Rauf Denktaş Makaleleri-Gençler Ne İstiyor

KÜLTEGİN

Genel Koordinatör
Katılım
18 Şub 2008
Mesajlar
1,731
Tepkime puanı
1
Puanları
0
Konum
Tanrı Dağlarında
Bir grup üniversiteli genç ziyaretime geldi. Beni sevindiren karma bir grup olmalarıydı. Kıbrıs Türk gençleri ile Anadolu’dan gelmiş olan kardeşleri. Kıbrıs meselesi nereye gidiyor sorusuna kat’i ve tatmin edici bir cevap arıyorlar. “Nereye götürürsek, oraya gidecektir” dedim. “Dünya Rum tarafını meşru hükümet olarak tanıyor; bir futbol maçına bile Rum müdahale edebiliyor, bu rezillik karşısında Türkiye’den bir ses çıkmıyor” diye yakınmaya başladılar. Geçmişteki rezillikleri, öldürmeleri, bir yerden bir yere giderken yoldan alıp yok edilmeleri, bunlar karşısında da dış dünyanın etkili bir şey yapmadığını; ne yapılmışsa halkımızın sağduyusu, direnişi ve Anavatanın desteği ile girişimleri sayesinde yapıldığını anlattım.

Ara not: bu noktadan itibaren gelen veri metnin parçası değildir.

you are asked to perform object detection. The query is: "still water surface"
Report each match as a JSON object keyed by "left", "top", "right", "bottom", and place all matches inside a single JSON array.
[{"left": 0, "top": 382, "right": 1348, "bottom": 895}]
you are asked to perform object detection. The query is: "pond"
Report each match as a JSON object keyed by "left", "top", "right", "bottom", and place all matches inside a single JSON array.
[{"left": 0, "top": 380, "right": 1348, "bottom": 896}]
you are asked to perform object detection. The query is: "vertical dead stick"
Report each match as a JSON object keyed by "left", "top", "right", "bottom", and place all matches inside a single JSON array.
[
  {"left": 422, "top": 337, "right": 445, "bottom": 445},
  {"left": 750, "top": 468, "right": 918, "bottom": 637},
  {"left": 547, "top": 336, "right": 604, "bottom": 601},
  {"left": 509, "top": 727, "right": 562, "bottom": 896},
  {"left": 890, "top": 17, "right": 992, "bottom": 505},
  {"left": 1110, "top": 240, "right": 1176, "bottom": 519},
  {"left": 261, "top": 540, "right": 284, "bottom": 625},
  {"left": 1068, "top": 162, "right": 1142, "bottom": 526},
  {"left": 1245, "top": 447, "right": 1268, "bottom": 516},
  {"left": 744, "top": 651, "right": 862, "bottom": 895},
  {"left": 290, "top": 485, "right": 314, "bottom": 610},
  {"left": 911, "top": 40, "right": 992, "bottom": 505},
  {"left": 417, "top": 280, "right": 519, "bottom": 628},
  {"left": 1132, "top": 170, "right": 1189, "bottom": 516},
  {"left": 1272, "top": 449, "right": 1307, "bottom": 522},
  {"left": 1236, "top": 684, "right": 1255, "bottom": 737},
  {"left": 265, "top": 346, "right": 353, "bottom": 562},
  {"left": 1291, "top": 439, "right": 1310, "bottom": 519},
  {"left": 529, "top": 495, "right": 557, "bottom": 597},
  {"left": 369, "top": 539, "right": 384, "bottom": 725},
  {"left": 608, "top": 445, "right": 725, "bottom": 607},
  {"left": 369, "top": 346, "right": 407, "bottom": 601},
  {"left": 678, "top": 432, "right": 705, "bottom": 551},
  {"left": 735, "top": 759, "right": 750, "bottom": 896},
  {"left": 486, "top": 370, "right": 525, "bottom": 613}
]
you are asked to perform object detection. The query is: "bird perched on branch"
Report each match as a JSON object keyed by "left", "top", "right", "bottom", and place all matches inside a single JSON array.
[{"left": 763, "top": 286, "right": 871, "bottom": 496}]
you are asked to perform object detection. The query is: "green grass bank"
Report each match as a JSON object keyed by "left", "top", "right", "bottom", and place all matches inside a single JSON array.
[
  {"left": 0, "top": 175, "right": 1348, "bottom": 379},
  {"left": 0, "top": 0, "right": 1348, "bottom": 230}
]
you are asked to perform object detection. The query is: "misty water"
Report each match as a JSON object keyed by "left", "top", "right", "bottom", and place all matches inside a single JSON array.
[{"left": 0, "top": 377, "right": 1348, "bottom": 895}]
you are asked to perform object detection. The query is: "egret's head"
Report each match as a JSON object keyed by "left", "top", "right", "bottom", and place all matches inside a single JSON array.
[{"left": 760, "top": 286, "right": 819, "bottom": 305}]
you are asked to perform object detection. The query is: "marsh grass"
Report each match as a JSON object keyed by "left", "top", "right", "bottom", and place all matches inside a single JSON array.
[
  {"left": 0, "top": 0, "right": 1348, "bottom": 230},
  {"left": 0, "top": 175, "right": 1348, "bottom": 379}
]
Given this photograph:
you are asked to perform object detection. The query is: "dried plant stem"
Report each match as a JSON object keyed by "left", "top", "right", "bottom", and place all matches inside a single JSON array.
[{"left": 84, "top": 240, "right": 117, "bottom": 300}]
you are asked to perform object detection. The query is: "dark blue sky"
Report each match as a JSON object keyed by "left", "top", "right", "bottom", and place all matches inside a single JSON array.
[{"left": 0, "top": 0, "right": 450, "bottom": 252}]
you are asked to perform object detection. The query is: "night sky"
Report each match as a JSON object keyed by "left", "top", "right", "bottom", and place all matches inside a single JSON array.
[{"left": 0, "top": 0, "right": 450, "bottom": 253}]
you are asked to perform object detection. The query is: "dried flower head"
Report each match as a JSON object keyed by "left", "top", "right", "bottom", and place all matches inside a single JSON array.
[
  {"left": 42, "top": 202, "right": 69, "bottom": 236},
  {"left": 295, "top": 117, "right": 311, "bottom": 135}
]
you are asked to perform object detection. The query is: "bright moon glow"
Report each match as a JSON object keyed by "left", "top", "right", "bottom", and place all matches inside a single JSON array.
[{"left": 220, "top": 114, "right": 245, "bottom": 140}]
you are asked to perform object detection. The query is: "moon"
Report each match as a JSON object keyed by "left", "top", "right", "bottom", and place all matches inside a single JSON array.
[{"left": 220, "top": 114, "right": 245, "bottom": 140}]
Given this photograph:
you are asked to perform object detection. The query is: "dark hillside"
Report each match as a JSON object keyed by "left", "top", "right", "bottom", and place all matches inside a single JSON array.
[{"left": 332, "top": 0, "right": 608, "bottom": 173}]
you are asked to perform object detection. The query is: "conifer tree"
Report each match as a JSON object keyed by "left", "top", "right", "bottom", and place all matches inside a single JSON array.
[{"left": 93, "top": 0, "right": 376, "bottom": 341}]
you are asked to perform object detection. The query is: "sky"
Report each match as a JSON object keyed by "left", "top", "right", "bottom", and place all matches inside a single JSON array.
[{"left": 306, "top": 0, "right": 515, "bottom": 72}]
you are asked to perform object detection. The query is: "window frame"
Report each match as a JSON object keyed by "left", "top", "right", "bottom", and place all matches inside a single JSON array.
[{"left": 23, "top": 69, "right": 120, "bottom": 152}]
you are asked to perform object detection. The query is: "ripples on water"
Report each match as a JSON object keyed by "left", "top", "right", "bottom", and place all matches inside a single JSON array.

“Şimdi kendi devletimizin topraklarındayız. Bu toprakları koruyan Güvenlik Kuvvetleri Komutanlığı ve Türk Barış Gücü var. Anadolu halkının yakın ilgisi ve heyecanı var. Bunların kıymetini bilerek hareket edersek gelecekten endişe etmememiz gerekir” dedim.

Gençler heyecanlı. Kıbrıs meselesinin artık noktalanmasını, Kuzey Kıbrıs Türk Cumhuriyeti’nin tanınmasını, Rum’la ortaklık yapılacaksa bunu Rum’un istemesini ve ortaklık derken iki devletin ortaklığından bahsedildiğini herkesin bilmesini istiyorlar. Onlar da benim gibi 2. Soyer Hükümetinin programında “iki toplumlu federasyon” üzerinde durulmasından; dış baskılarla Gambari sürecinin başlatılmasından; Annan Planını Rumların istedikleri şekle dönüştürmek için bir sürecin başlatılmasından endişeliler.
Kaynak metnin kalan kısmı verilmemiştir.